Unveiling the interface fracture mechanism dominated by intermetallic compounds during tensile deformation of copper/aluminum composite thin strips
Chen Wang, Lingjian Meng, Xiaoguang Ma, Zhengyi Jiang, Jingwei Zhao
Abstract
In the present work, the complex failure mechanism dominated by intermetallic compounds (IMCs) of copper/aluminum (Cu/Al) composite thin strips (CTSs) during tensile deformation was studied. A series of scanning electron microscopy (SEM), transmission electron microscopy (TEM), and electron back-scattered diffraction (EBSD) tests were employed to analyze the interfacial morphology, crack formation, and microstructural evolution of Cu/Al CTSs during the tensile process.
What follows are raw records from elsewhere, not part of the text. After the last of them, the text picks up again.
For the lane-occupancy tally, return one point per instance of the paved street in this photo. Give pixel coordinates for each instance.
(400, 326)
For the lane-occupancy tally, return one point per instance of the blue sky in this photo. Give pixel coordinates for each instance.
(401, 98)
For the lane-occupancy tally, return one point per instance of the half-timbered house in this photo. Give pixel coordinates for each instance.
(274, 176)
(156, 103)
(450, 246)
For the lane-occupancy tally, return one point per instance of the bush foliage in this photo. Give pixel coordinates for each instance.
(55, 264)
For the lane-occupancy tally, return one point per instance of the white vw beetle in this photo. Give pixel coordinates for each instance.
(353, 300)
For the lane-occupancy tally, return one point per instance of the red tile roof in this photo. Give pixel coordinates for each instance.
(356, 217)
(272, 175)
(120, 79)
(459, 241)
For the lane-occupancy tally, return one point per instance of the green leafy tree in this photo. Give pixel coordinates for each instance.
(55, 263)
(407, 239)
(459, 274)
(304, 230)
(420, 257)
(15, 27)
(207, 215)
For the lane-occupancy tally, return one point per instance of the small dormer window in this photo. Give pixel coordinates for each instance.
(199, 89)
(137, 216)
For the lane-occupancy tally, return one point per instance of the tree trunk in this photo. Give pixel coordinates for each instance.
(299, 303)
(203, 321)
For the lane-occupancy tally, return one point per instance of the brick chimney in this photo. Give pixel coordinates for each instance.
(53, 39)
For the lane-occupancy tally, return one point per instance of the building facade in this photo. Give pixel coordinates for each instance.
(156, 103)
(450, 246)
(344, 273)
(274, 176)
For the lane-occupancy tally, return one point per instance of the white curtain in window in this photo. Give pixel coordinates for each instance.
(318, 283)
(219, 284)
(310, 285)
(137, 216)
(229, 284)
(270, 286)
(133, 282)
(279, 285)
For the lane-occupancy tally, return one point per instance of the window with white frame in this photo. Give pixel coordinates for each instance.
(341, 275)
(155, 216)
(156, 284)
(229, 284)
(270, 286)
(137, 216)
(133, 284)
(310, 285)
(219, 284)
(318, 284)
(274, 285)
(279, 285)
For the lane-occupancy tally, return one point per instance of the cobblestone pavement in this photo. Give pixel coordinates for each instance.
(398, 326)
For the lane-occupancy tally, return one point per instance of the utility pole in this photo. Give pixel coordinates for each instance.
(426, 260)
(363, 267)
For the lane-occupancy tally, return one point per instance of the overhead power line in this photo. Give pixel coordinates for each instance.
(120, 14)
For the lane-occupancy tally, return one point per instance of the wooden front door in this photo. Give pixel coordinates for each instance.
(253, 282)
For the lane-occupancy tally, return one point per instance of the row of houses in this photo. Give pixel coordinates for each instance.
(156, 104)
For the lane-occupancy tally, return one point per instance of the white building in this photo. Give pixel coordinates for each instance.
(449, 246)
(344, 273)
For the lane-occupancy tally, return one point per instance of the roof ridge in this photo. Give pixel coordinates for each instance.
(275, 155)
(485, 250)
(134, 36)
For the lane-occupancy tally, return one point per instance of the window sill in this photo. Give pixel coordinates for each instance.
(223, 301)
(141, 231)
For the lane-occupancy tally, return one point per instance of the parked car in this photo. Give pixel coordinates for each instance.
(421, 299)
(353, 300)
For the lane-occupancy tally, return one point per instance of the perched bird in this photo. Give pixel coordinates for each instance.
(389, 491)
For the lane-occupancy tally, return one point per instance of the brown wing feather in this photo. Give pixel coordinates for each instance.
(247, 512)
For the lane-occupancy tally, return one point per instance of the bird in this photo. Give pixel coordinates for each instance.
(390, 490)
After annealing at 450 °C for 1 h, the IMCs layer reached a total thickness of 18 μm, comprising three sublayers: θ (CuAl 2 ), η 2 (CuAl), and γ 1 (Cu 9 Al 4 ). The results of uniaxial and in-situ SEM tensile tests revealed that the initial cracks during the low strain stage occur at the Al/CuAl 2 interface (IMCs cracks and Al cracks), with IMCs cracks originating in the CuAl 2 layer and extending into CuAl and Cu 9 Al 4 layers. The fluctuating increase in tensile stress can be attributed to the emergence of IMCs cracks, which leads to instantaneous stress reductions, followed by local dislocation strengthening due to the widening of IMCs cracks. In addition, local stress concentrations induced by widening IMCs cracks lead to grain orientation rotation, activating additional slip systems and transitioning from hard to soft orientations.